Author(s): Marina De Rosa | Francesca Duraturo | Raffaella Liccardo | Paola Izzo

Journal: Open Journal of Genetics
ISSN 2162-4453

Volume: 03;
Issue: 02;
Start page: 50;
Date: 2013;
Original page

Keywords: Familial Adenomatous Polyposis (FAP) | MUTYH-Associated Polyposis (MAP) | Peutz-Jeghers Syndrome (PJS) | PTEN Hamartoma Tumour Syndrome (PHTS)

Colorectal cancer (CRC) is the second cause of cancer deaths, with over 1 million new cases estimated every year. Familial adenomatous polyposis, MUTYH-associated polyposis and hamartomatous polyposis are inherited syndromes that account for 2%-5% of all colon cancer. The mutated genes responsible for the vast majority of these disorders, are now known (MLH1, MSH2, MSH6, PMS2, APC, MYH, LKB1, SMAD4, BMPR1A, and PTEN) and specific mutations have been identified. Molecular caracterization of inherited CRCs allows pre-symptomatic diagnosis identifying at-risk individuals and improving cancer surveillance. Adenomatous polyposis includes familial adenomatous polyposis (FAP), attenuated FAP (AFAP), and MUTYH-associated polyposis (MAP).
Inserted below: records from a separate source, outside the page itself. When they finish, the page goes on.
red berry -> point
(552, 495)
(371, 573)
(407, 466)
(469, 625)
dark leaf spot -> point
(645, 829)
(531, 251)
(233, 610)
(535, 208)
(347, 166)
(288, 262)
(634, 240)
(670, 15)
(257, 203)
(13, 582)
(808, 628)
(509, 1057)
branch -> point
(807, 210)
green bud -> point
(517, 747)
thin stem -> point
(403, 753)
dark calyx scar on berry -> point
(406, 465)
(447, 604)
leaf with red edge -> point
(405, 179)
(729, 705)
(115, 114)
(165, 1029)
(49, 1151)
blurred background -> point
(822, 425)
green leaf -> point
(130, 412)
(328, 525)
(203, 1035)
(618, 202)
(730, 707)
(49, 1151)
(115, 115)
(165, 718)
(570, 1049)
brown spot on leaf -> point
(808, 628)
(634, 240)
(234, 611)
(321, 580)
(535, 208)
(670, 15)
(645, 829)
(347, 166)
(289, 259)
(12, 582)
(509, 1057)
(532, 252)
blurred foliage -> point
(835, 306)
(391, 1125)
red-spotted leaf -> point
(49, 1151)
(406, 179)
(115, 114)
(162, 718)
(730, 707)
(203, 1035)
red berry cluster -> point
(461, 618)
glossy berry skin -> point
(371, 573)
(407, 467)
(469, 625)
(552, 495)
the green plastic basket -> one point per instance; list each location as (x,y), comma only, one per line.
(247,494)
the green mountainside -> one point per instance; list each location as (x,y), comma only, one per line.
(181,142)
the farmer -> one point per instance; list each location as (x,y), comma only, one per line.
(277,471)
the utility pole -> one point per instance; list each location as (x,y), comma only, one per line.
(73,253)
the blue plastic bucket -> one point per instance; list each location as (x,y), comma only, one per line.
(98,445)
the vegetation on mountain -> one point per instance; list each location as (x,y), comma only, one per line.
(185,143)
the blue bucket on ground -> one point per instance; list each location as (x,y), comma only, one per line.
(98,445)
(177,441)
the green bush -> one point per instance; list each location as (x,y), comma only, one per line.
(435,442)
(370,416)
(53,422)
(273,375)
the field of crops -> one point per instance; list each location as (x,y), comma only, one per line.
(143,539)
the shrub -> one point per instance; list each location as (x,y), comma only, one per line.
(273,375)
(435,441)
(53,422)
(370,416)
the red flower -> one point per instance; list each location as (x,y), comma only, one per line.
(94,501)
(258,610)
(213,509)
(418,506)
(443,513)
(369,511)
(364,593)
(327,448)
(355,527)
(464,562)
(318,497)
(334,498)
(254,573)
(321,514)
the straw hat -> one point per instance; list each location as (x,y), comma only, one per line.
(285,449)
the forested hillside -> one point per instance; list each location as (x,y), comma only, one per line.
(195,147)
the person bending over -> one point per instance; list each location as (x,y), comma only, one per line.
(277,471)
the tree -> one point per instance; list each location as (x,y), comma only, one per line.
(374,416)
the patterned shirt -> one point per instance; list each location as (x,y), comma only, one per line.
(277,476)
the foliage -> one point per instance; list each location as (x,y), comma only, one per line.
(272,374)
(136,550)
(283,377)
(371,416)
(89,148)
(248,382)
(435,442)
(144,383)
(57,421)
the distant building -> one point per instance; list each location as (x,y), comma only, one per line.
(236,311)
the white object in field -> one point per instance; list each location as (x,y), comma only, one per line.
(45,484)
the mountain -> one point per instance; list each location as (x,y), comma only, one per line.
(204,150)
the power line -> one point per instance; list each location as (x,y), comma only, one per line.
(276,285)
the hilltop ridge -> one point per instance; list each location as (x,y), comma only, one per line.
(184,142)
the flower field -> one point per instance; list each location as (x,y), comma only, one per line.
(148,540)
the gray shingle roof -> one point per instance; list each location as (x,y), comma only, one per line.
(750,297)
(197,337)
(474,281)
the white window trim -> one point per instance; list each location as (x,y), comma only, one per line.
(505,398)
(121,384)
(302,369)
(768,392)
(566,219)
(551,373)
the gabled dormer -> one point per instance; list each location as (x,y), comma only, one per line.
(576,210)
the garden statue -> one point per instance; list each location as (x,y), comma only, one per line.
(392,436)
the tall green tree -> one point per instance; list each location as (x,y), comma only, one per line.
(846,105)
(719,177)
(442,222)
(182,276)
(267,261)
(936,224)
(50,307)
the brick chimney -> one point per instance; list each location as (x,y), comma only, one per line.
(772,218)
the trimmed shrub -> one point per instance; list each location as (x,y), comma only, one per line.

Hamartomatous polyposis comprises Peutz-Jeghers syndrome (PJS), juvenile polyposis syndrome (JPS) and “PTEN hamartoma tumour syndrome” (PHTS). MAP is an autosomal recessive condition, while all other disorders are inherited in an autosomal dominant manner. Differential dyagnosis could be very difficult between syndromes because of their phenotypic variability. Attenuated FAP, MAP and Lynch syndrome could be all associated with fewer numbers of adenomas (3-10 polyps), nevertheless, each syndrome has distinct cancer risks, characteristic clinical features, and separate genetic etiologies. Thus, differential diagnosis is essential for correct management of the specific disease. In our laboratory we set up a methodology for genetic tests of the colorectal polyposis syndrome. In these reviews we summarize the literature data and our experience about diagnosis, genetic tests and cancer risk assesment associated with colorectal polyposis. According to literature data, in our experience, there is a portion of analyzing patients that remain without identified mutation, after molecular screening of the specific gene involved in the pathogenesis of the disease. Since the sensibility of used techniques, such as DHPLC, MLPA and sequencing, is now very high, we suggest that a different approach to molecular diagnosis of polyposis syndromes is necessary. In our laboratory, we are now planning to set up analysis of a larger pannel of genes that could be involved in colorectal poliposis syndromes, using a next generation sequencing techniques. In our opinion, a better characterization of molecular basis of the polyposis syndromes will allow a more efficient cancer prevention.